La giurisprudenza dei contrasti: sentenze discordanti dello stesso foro in punto di differenza fra successore a titolo universale ed erede universale

A fronte di una prima causa instaurata avanti il Tribunale di Treviso del nipote di un testatore (“primo attore”) per ottenere il riconoscimento della sua qualità di erede legittimo (in rappresentazione del proprio genitore fratello del defunto), veniva disposta una perizia tecnica d’ufficio per l’individuazione ed esatta quantificazione dell’asse ereditario e così della quota spettante per delazione legittima all’attore. 
Altro nipote del testatore, (“secondo attore”) fratello del “primo attore” e quindi nella stessa posizione di erede pretermesso, avvalendosi dei risultati della perizia disposta nel precedente procedimento, instaurava ulteriore giudizio avanti lo stesso Tribunale per far valere identiche pretese. 

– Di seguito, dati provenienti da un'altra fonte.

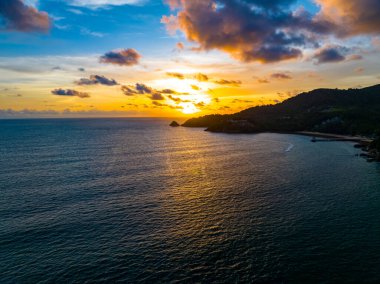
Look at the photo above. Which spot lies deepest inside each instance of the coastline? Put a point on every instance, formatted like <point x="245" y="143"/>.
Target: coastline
<point x="336" y="137"/>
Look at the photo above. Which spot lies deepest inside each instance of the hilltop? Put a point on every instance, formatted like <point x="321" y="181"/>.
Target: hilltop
<point x="348" y="112"/>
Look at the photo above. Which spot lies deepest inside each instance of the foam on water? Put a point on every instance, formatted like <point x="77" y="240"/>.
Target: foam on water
<point x="137" y="201"/>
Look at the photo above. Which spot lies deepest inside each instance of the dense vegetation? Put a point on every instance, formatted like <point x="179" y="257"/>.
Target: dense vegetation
<point x="352" y="112"/>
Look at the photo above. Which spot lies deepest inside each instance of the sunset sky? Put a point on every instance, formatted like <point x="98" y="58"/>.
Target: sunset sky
<point x="179" y="57"/>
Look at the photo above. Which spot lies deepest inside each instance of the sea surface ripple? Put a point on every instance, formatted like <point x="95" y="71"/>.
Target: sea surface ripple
<point x="135" y="201"/>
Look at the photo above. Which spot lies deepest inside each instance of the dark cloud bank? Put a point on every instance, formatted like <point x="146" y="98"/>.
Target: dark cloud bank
<point x="269" y="31"/>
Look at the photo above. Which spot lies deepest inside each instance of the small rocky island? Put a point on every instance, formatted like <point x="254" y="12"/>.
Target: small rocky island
<point x="174" y="124"/>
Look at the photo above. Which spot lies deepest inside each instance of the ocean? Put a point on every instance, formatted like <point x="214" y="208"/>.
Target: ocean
<point x="136" y="201"/>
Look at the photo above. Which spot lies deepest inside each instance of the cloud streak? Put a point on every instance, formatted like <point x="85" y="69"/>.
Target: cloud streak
<point x="269" y="31"/>
<point x="96" y="80"/>
<point x="70" y="93"/>
<point x="123" y="57"/>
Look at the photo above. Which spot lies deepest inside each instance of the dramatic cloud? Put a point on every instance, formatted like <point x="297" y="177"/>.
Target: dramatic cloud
<point x="103" y="3"/>
<point x="201" y="77"/>
<point x="70" y="93"/>
<point x="16" y="15"/>
<point x="263" y="81"/>
<point x="281" y="76"/>
<point x="235" y="83"/>
<point x="96" y="79"/>
<point x="329" y="54"/>
<point x="124" y="57"/>
<point x="248" y="30"/>
<point x="269" y="31"/>
<point x="157" y="97"/>
<point x="176" y="75"/>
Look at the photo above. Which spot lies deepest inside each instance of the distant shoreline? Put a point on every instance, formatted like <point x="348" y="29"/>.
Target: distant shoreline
<point x="336" y="137"/>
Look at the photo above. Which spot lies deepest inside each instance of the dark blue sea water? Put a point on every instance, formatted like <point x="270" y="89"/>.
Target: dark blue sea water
<point x="135" y="201"/>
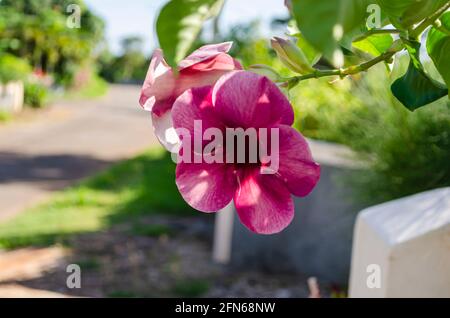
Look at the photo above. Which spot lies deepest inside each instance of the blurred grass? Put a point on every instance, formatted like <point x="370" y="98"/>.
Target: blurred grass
<point x="127" y="191"/>
<point x="191" y="288"/>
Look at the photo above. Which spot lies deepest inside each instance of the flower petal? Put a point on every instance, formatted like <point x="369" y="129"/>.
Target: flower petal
<point x="245" y="99"/>
<point x="206" y="187"/>
<point x="204" y="53"/>
<point x="297" y="167"/>
<point x="263" y="203"/>
<point x="159" y="84"/>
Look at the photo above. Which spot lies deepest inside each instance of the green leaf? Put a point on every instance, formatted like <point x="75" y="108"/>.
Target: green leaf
<point x="312" y="55"/>
<point x="438" y="47"/>
<point x="375" y="44"/>
<point x="405" y="13"/>
<point x="179" y="24"/>
<point x="324" y="23"/>
<point x="416" y="89"/>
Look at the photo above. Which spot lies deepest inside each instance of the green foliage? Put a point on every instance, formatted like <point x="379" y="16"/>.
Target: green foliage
<point x="191" y="288"/>
<point x="36" y="31"/>
<point x="405" y="152"/>
<point x="405" y="13"/>
<point x="13" y="68"/>
<point x="324" y="23"/>
<point x="130" y="66"/>
<point x="375" y="44"/>
<point x="416" y="88"/>
<point x="179" y="24"/>
<point x="36" y="95"/>
<point x="122" y="194"/>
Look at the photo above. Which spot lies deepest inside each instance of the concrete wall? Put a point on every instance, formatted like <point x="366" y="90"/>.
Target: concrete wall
<point x="319" y="240"/>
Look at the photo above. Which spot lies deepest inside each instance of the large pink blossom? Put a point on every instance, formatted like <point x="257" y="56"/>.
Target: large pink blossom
<point x="162" y="86"/>
<point x="242" y="99"/>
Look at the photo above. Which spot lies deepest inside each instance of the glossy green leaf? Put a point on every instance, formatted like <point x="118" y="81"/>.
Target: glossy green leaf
<point x="438" y="47"/>
<point x="405" y="13"/>
<point x="325" y="23"/>
<point x="179" y="24"/>
<point x="416" y="89"/>
<point x="375" y="44"/>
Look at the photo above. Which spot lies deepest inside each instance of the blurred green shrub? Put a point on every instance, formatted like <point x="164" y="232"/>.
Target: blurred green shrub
<point x="36" y="30"/>
<point x="36" y="95"/>
<point x="406" y="152"/>
<point x="13" y="68"/>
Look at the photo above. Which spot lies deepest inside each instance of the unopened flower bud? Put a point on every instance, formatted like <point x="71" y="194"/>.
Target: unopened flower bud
<point x="291" y="55"/>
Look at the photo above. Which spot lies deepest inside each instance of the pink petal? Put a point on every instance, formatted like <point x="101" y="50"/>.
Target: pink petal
<point x="297" y="167"/>
<point x="165" y="132"/>
<point x="245" y="99"/>
<point x="159" y="84"/>
<point x="204" y="53"/>
<point x="263" y="203"/>
<point x="195" y="105"/>
<point x="206" y="187"/>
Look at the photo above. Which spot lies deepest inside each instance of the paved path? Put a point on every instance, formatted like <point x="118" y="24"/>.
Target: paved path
<point x="67" y="142"/>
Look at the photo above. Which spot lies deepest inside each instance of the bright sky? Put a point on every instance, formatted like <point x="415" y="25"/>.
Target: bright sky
<point x="137" y="17"/>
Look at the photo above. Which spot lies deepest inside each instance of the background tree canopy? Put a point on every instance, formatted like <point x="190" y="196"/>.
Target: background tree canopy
<point x="36" y="30"/>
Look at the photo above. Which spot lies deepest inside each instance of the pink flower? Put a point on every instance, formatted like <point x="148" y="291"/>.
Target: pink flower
<point x="242" y="99"/>
<point x="162" y="87"/>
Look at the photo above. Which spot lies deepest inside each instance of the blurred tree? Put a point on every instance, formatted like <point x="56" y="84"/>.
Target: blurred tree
<point x="130" y="66"/>
<point x="37" y="31"/>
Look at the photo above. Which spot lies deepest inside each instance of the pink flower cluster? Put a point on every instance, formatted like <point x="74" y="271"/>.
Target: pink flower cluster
<point x="211" y="87"/>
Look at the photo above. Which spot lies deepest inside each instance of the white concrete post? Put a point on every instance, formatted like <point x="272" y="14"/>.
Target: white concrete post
<point x="402" y="248"/>
<point x="223" y="231"/>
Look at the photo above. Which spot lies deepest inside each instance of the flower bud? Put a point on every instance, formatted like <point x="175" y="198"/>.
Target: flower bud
<point x="266" y="71"/>
<point x="291" y="55"/>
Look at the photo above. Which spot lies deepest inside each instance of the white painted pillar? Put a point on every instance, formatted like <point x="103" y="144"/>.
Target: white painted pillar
<point x="402" y="248"/>
<point x="223" y="234"/>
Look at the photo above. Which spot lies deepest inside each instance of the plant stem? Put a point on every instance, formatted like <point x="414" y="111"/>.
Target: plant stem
<point x="415" y="33"/>
<point x="375" y="31"/>
<point x="349" y="70"/>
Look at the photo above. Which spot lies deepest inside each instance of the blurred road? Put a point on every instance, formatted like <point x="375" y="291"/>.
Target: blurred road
<point x="68" y="142"/>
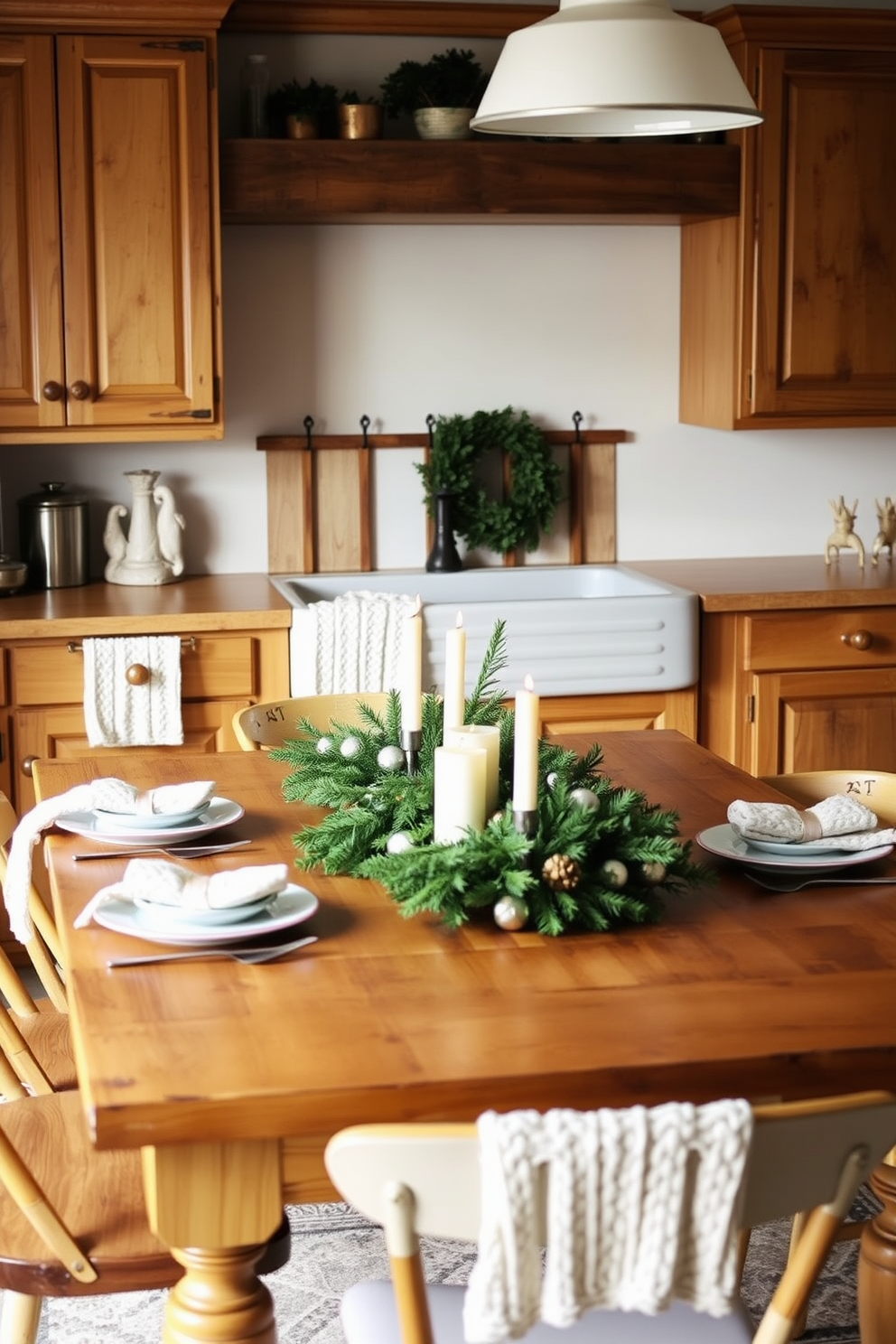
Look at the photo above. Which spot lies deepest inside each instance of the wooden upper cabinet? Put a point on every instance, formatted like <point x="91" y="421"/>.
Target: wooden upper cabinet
<point x="109" y="234"/>
<point x="789" y="312"/>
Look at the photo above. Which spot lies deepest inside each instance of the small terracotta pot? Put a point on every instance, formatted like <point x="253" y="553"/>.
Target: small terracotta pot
<point x="301" y="128"/>
<point x="443" y="123"/>
<point x="360" y="121"/>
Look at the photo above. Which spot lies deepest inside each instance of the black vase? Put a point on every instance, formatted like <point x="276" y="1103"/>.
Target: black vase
<point x="443" y="558"/>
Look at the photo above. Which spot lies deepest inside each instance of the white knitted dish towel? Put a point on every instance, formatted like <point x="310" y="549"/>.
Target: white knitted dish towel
<point x="642" y="1209"/>
<point x="112" y="796"/>
<point x="358" y="638"/>
<point x="835" y="823"/>
<point x="123" y="715"/>
<point x="168" y="884"/>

Il Tribunale di Treviso con una prima – discutibile – sentenza rigettava la domanda del “primo attore” ritenendo che i concetti di ‘successore a titolo universale’, ossia di erede, e di ‘erede universale’, vale a dire di beneficiario dell’intero asse per espressa disposizione testamentaria, fossero assimilabili. 
In tale decisione si è considerato il terzo beneficiario della disposizione testamentaria, a cui era stato destinato un determinato bene o un complesso di beni determinati, anche assegnatario di tutti gli altri beni, seppur non indicati nel testamento e di rilevante valore rispetto all’intero asse. 

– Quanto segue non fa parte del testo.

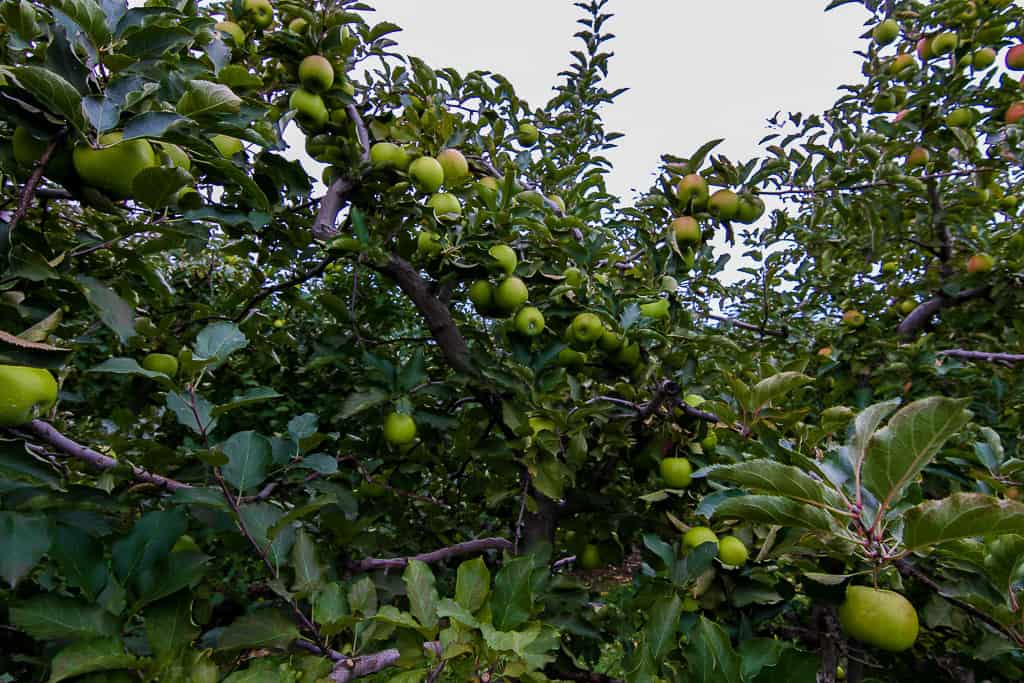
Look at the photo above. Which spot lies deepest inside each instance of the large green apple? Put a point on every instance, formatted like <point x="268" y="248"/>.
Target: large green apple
<point x="309" y="108"/>
<point x="677" y="472"/>
<point x="114" y="166"/>
<point x="883" y="619"/>
<point x="427" y="173"/>
<point x="315" y="74"/>
<point x="26" y="393"/>
<point x="399" y="429"/>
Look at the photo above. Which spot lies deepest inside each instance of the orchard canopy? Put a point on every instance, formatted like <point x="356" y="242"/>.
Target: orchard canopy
<point x="453" y="412"/>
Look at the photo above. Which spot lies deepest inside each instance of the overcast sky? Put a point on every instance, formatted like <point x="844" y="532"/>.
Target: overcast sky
<point x="697" y="69"/>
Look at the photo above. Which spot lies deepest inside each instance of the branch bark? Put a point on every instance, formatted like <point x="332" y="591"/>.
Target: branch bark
<point x="467" y="548"/>
<point x="48" y="434"/>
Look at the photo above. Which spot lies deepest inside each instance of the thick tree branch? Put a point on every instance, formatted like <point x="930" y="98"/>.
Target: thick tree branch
<point x="467" y="548"/>
<point x="920" y="316"/>
<point x="49" y="435"/>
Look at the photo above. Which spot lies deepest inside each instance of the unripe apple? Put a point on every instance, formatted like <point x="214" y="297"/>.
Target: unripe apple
<point x="510" y="294"/>
<point x="446" y="207"/>
<point x="980" y="263"/>
<point x="309" y="108"/>
<point x="853" y="318"/>
<point x="886" y="32"/>
<point x="427" y="173"/>
<point x="686" y="229"/>
<point x="388" y="155"/>
<point x="399" y="429"/>
<point x="505" y="257"/>
<point x="1015" y="57"/>
<point x="692" y="191"/>
<point x="315" y="74"/>
<point x="724" y="204"/>
<point x="588" y="328"/>
<point x="676" y="472"/>
<point x="527" y="134"/>
<point x="529" y="322"/>
<point x="455" y="166"/>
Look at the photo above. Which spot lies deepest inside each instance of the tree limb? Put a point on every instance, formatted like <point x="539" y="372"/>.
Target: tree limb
<point x="48" y="434"/>
<point x="467" y="548"/>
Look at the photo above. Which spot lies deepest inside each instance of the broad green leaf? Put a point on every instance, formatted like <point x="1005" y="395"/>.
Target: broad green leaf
<point x="958" y="516"/>
<point x="25" y="539"/>
<point x="512" y="598"/>
<point x="89" y="655"/>
<point x="248" y="459"/>
<point x="898" y="452"/>
<point x="472" y="584"/>
<point x="54" y="617"/>
<point x="263" y="628"/>
<point x="711" y="656"/>
<point x="772" y="388"/>
<point x="113" y="310"/>
<point x="422" y="592"/>
<point x="774" y="510"/>
<point x="777" y="479"/>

Nulla sarebbe quindi dovuto spettare a nipoti del de cuius, primo e secondo attore, diversi dal terzo nipote erede indicato nel testamento. 

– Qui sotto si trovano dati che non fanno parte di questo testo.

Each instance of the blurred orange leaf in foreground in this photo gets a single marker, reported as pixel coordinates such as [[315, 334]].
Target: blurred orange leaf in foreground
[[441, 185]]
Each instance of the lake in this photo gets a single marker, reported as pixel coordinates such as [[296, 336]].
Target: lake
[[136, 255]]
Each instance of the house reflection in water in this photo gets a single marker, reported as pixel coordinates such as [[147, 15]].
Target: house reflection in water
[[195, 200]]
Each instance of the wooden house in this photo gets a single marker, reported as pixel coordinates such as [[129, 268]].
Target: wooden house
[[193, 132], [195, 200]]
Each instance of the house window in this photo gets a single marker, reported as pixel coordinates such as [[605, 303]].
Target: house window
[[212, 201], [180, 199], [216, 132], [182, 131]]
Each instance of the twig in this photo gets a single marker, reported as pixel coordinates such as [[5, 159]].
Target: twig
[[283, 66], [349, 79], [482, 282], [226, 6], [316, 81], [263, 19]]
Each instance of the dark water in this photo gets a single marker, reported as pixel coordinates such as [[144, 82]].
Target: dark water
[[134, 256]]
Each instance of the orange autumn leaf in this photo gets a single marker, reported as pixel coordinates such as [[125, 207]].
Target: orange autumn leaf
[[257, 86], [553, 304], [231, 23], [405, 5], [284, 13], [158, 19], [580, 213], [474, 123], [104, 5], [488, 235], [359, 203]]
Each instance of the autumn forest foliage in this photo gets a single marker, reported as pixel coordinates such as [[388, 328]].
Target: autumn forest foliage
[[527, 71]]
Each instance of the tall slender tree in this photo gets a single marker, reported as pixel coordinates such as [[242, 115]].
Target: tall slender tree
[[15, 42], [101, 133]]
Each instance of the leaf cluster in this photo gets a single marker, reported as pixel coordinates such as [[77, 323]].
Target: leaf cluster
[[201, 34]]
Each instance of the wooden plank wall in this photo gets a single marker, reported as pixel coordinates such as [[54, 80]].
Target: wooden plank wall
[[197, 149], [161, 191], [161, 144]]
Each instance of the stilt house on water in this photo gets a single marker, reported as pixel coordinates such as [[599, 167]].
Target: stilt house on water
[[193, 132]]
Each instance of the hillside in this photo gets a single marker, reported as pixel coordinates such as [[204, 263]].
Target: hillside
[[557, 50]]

L’avv. Lodovico Fabris e l’avv. Paolo Pavan, sul presupposto che con la prima decisione era stata attuata un’integrazione – inammissibile – del testamento e non una mera interpretazione dello stesso, ottenevano sentenza favorevole alle ragioni ed ai diritti del “secondo attore”. 
Tale ulteriore sentenza riconosceva la diversa lettura dell’istituzione di ‘erede universale’ rispetto all’Istituto della ‘successione a titolo universale’, in aperto contrasto con la errata sentenza dello stesso Tribunale di pochi mesi precedente.